Ancient Greek city in Central Macedonia

Stagira (/stəˈdʒaɪrə/), Stagirus (/-rəs/), or Stageira (Στάγειρα or Στάγειρος) was an ancient Greek city located near the eastern coast of the peninsula of Chalkidice, which is now part of the Greek province of Central Macedonia. It is chiefly known for being the birthplace of Aristotle, the Greek philosopher and polymath, student of Plato, and teacher of Alexander the Great. The ruins of the city lie approximately 18 km northeast of the present-day village of Stagira, and adjacent to the town of Olympiada. Remains of the ancient city walls, residential buildings, and public structures are visible.

==History==
Stagira was founded in 655 BC by Ionian settlers from Andros. Xerxes I of Persia occupied it in 480 BC. The city later joined the Delian League, led by Athens, but left in 424 BC during the Peloponnesian War. As a result, the Athenian strategos Cleon laid siege to it in 422 BC. Cleon died in the same year at the battle of Amphipolis and the city remained on the Spartan side for the rest of the Peloponnesian War.

In 348 BC, Philip II of Macedon occupied and destroyed the city. In return for Aristotle's tutoring of his son Alexander, Philip later rebuilt the city and resettled the old city's inhabitants. Many new structures were built at this time, including an aqueduct, two shrines to Demeter, and many houses.

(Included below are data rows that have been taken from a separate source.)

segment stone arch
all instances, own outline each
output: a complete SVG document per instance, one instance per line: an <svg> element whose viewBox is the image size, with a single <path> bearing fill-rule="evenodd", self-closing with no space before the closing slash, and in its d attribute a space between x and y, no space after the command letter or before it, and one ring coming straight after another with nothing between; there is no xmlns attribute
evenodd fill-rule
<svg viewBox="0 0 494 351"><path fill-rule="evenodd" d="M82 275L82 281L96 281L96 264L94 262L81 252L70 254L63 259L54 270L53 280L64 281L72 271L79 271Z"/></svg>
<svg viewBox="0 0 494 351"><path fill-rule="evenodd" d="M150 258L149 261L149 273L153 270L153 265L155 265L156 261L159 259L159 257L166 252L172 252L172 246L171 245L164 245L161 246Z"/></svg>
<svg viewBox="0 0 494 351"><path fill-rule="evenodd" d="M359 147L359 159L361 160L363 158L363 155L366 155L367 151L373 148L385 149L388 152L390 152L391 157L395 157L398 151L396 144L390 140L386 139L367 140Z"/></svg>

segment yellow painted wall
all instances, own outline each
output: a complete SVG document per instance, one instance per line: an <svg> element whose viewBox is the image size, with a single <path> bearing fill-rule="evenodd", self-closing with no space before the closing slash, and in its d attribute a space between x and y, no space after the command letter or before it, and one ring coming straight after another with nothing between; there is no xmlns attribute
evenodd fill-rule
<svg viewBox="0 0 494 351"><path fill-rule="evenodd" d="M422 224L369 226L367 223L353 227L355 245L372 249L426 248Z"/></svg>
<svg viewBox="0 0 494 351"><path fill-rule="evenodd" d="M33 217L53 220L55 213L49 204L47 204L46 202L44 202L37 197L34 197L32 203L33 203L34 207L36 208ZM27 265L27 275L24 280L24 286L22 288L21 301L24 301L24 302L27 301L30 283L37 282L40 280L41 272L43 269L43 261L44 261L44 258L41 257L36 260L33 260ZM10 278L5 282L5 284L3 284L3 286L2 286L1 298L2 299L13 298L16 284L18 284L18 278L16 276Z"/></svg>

Tradition has it that the natives of Stageira transferred Aristotle's remains to the city, buried it there, and founded a festival in his honour which was called "Aristoteleia".

The Danish archaeologist Karl Frederik Kinch made several explorations of Chalkidiki in 1886, and he identified the site of Stagira based on ancient descriptions of it.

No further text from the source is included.